Datasets

All datasets in RETURNN are based on the Datset.Dataset, and most are also based on either CachedDataset.CachedDataset or CachedDataset2.CachedDataset2. The common parameters that can be used across most datasets are:

  • partition_epoch: split the data into smaller parts per epoch
  • seq_ordering: define the sequence ordering of the data.

Possible values for the sequence ordering are:

  • default: Keep the sequences as is
  • reverse: Use the default sequences in reversed order
  • random: Shuffle the data with a predefined fixed seed
  • random:<seed>: Shuffle the data with the seed given
  • sorted: Sort by length (only if available), beginning with shortest sequences
  • sorted_reverse: Sort by length, beginning with longest sequences
  • laplace:<n_buckets>: Shuffle the data and sort by length within each of n bins, each second bin is sorted in reverse.
  • laplace:.<n_sequences>: As above, but the number of bins is chosen such that each bin contains roughly n sequences.
  • laplace:<n_buckets>:<seed>: A seed can be provided for both laplace versions, separated by an additional colon.

Note that not all sequence order modes are available for all datasets, and some datasets may provide additional modes. For details on the different sequence orderings, have a look at Dataset.Dataset.get_seq_order_for_epoch(). Also check the sequence ordering possibilities with the MetaDataset.
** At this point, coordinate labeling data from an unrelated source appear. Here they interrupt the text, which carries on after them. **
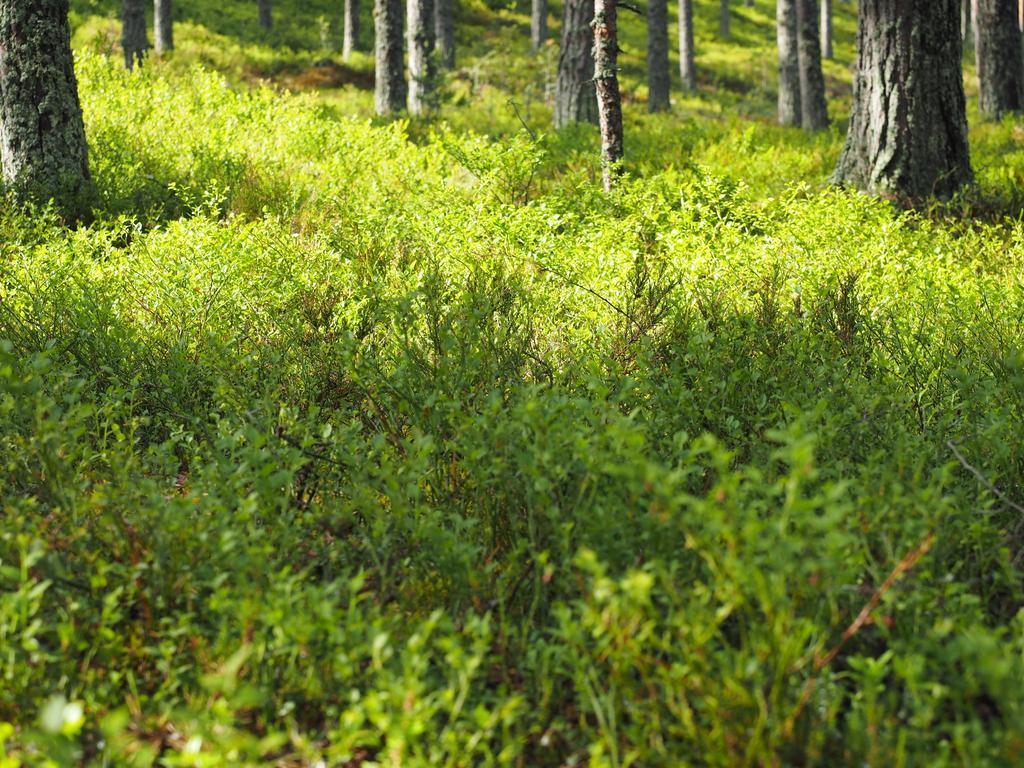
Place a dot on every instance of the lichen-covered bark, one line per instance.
(420, 24)
(609, 103)
(42, 137)
(907, 135)
(787, 36)
(538, 24)
(658, 82)
(687, 68)
(1000, 69)
(576, 98)
(163, 24)
(813, 108)
(350, 37)
(390, 89)
(133, 38)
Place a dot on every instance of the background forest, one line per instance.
(331, 438)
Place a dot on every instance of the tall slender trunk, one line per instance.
(813, 108)
(350, 37)
(609, 104)
(1000, 69)
(538, 24)
(389, 75)
(576, 97)
(658, 80)
(687, 68)
(163, 26)
(907, 135)
(786, 30)
(43, 155)
(422, 77)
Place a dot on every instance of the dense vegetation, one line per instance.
(339, 441)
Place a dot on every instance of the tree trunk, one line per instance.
(42, 137)
(163, 26)
(1000, 69)
(350, 37)
(826, 46)
(390, 88)
(133, 38)
(790, 109)
(687, 69)
(813, 108)
(444, 32)
(609, 104)
(907, 135)
(538, 24)
(576, 97)
(658, 80)
(420, 24)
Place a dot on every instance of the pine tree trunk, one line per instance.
(658, 80)
(444, 32)
(133, 38)
(813, 108)
(1000, 69)
(907, 135)
(350, 37)
(609, 104)
(790, 108)
(390, 88)
(826, 46)
(420, 29)
(42, 137)
(576, 97)
(538, 24)
(687, 68)
(163, 26)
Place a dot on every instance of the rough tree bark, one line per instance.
(538, 24)
(390, 88)
(907, 135)
(790, 109)
(420, 29)
(163, 26)
(658, 80)
(813, 108)
(609, 104)
(576, 97)
(350, 37)
(1000, 69)
(687, 68)
(42, 137)
(133, 38)
(444, 32)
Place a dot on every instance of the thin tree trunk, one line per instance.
(390, 88)
(350, 37)
(813, 108)
(1000, 69)
(42, 136)
(687, 68)
(907, 135)
(163, 26)
(609, 104)
(576, 97)
(538, 24)
(790, 109)
(444, 32)
(133, 37)
(658, 80)
(420, 29)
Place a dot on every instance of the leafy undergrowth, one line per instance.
(326, 446)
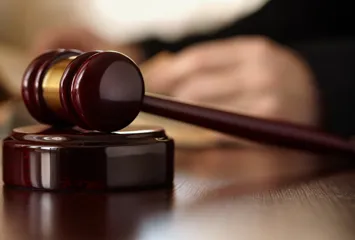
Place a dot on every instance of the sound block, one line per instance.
(46, 158)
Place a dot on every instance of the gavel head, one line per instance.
(96, 90)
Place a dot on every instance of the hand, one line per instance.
(248, 75)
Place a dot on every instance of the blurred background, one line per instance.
(22, 24)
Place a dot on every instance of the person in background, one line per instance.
(291, 60)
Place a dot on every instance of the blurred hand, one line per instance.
(248, 75)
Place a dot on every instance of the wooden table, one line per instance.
(220, 193)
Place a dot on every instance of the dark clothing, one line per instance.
(320, 30)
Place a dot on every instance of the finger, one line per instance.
(211, 87)
(165, 74)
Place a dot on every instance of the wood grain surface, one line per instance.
(219, 193)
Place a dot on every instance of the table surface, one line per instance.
(219, 193)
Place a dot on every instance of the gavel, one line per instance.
(105, 91)
(101, 93)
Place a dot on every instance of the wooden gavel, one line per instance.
(104, 91)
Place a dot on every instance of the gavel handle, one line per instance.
(256, 129)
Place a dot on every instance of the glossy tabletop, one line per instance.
(234, 192)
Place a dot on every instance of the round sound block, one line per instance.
(46, 158)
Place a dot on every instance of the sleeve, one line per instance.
(332, 63)
(319, 31)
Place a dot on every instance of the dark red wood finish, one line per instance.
(66, 85)
(46, 158)
(107, 93)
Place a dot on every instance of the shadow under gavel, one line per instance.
(104, 91)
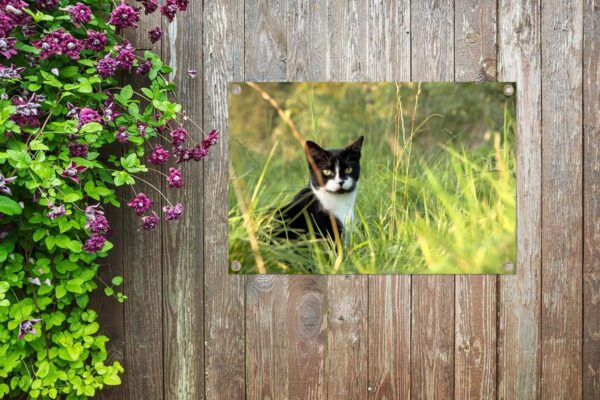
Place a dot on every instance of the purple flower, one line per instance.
(107, 66)
(109, 111)
(140, 203)
(122, 136)
(169, 9)
(7, 47)
(26, 327)
(175, 179)
(56, 211)
(144, 67)
(124, 16)
(142, 129)
(50, 44)
(149, 222)
(77, 150)
(149, 6)
(72, 171)
(4, 182)
(210, 139)
(125, 55)
(178, 136)
(199, 152)
(11, 72)
(47, 4)
(71, 46)
(87, 115)
(182, 4)
(185, 155)
(155, 34)
(159, 155)
(80, 13)
(95, 41)
(96, 222)
(173, 213)
(94, 243)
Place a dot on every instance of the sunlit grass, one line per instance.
(448, 211)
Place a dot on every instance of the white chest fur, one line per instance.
(341, 205)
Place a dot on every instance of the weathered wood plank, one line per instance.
(432, 347)
(475, 296)
(266, 350)
(266, 40)
(388, 58)
(306, 322)
(142, 274)
(519, 303)
(347, 340)
(562, 199)
(591, 200)
(223, 49)
(183, 274)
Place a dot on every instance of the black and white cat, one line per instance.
(331, 190)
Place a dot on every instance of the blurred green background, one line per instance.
(436, 192)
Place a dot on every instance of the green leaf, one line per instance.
(9, 207)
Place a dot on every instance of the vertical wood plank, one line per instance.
(562, 199)
(223, 33)
(347, 340)
(475, 296)
(183, 274)
(306, 308)
(591, 200)
(519, 303)
(142, 272)
(432, 347)
(267, 353)
(388, 58)
(266, 40)
(266, 296)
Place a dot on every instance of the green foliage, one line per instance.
(428, 201)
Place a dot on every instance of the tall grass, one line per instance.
(446, 211)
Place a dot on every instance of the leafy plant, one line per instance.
(61, 109)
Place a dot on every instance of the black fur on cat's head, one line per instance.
(335, 170)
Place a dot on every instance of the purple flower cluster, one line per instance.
(124, 16)
(98, 225)
(80, 13)
(140, 203)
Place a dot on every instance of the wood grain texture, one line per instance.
(519, 302)
(223, 38)
(347, 338)
(265, 40)
(306, 307)
(591, 200)
(475, 296)
(266, 351)
(562, 199)
(183, 269)
(432, 337)
(388, 38)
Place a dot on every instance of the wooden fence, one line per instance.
(191, 331)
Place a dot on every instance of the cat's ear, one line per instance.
(355, 146)
(314, 151)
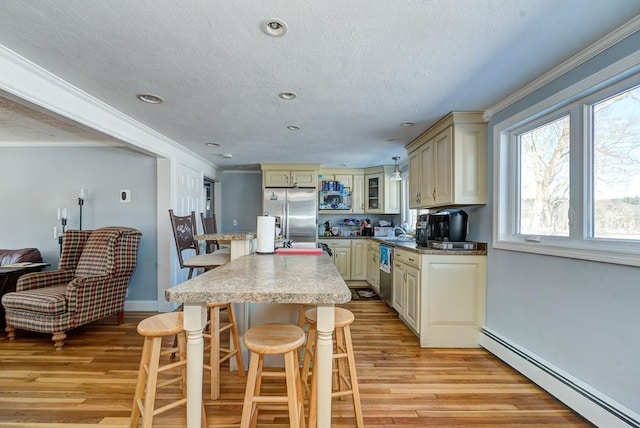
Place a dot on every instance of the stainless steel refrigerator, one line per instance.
(295, 212)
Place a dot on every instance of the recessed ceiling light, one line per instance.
(150, 98)
(287, 95)
(274, 27)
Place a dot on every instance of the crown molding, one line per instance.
(74, 143)
(29, 82)
(583, 56)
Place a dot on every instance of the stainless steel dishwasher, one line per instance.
(386, 274)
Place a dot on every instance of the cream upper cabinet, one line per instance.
(415, 177)
(290, 175)
(381, 195)
(353, 180)
(448, 163)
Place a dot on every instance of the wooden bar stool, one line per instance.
(271, 339)
(346, 381)
(154, 329)
(218, 354)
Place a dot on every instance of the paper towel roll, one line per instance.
(266, 234)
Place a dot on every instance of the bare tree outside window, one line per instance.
(616, 162)
(544, 179)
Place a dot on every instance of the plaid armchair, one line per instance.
(90, 283)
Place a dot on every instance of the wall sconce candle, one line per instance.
(62, 216)
(80, 204)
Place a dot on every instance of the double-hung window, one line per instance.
(567, 176)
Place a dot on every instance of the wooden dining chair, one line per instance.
(209, 226)
(184, 231)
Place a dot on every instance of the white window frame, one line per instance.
(576, 101)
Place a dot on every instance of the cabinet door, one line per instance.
(412, 296)
(357, 194)
(304, 178)
(443, 151)
(373, 193)
(415, 179)
(453, 301)
(344, 179)
(373, 270)
(342, 260)
(277, 179)
(391, 191)
(427, 185)
(399, 271)
(359, 252)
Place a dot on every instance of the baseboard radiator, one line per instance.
(588, 402)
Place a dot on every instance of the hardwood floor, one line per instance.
(91, 381)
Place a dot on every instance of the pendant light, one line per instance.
(395, 176)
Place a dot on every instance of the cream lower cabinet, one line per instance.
(406, 288)
(359, 253)
(452, 308)
(341, 249)
(373, 266)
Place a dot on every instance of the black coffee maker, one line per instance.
(422, 230)
(449, 225)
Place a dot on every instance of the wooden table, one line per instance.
(240, 242)
(260, 278)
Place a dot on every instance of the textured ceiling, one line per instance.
(359, 68)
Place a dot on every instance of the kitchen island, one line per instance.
(260, 278)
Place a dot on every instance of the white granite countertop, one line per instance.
(260, 278)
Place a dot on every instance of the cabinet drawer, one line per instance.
(408, 257)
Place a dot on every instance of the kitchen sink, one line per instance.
(401, 238)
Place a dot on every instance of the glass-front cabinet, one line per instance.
(374, 193)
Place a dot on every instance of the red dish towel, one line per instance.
(299, 251)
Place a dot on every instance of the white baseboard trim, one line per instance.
(141, 306)
(585, 400)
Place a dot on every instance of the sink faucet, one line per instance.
(397, 230)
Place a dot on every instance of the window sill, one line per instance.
(597, 251)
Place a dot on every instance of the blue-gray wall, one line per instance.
(581, 316)
(36, 181)
(241, 199)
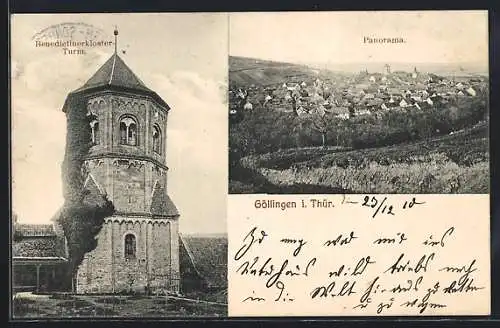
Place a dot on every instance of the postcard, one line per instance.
(180, 165)
(359, 164)
(119, 150)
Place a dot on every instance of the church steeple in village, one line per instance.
(127, 162)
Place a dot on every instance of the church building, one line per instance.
(138, 247)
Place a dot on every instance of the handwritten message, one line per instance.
(358, 255)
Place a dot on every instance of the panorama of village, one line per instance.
(300, 129)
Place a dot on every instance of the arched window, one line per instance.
(128, 131)
(156, 139)
(94, 126)
(130, 248)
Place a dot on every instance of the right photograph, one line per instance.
(359, 102)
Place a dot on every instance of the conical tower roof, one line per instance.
(114, 74)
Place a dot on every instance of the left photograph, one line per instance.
(119, 165)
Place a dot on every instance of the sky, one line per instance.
(338, 37)
(183, 57)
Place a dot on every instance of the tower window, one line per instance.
(156, 139)
(128, 131)
(130, 248)
(94, 126)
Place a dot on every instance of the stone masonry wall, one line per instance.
(106, 270)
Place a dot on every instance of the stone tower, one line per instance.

class Dataset.Dataset(name=None, window=1, context_window=None, chunking=None, seq_ordering='default', random_seed_offset=None, partition_epoch=None, repeat_epoch=None, seq_list_filter_file=None, unique_seq_tags=False, seq_order_seq_lens_file=None, shuffle_frames_of_nseqs=0, min_chunk_size=0, chunking_variance=0, estimated_num_seqs=None)[source]

Bases: object

Base class for any dataset. This defines the dataset API.

Parameters:
  • name (str) – e.g. “train” or “eval”
  • window (int) – features will be of dimension window * feature_dim, as we add a context-window around. not all datasets support this option.
  • context_window (None|int|dict|NumbersDict|(dict,dict)) – will add this context for each chunk
  • chunking (None|str|int|(int,int)|dict|(dict,dict)) – “chunk_size:chunk_step”
  • seq_ordering (str) – “batching”-option in config. e.g. “default”, “sorted” or “random”. See self.get_seq_order_for_epoch() for more details.
  • random_seed_offset (int|None) –
  • partition_epoch (int|None) –
  • repeat_epoch (int|None) – Repeat the sequences in an epoch this many times. Useful to scale the dataset relative to other datasets, e.g. when used in CombinedDataset. Not allowed to be used in combination with partition_epoch.
  • seq_list_filter_file (str|None) – defines a subset of sequences (by tag) to use
  • unique_seq_tags (bool) – uniquify seqs with same seq tags in seq order
  • seq_order_seq_lens_file (str|None) – for seq order, use the seq length given by this file
  • shuffle_frames_of_nseqs (int) – shuffles the frames. not always supported
  • estimated_num_seqs (None|int) – for progress reporting in case the real num_seqs is unknown
class CachedDataset.CachedDataset(cache_byte_size=0, **kwargs)[source]

Bases: returnn.datasets.basic.Dataset

Parameters:cache_byte_size (int) –
class CachedDataset2.CachedDataset2(**kwargs)[source]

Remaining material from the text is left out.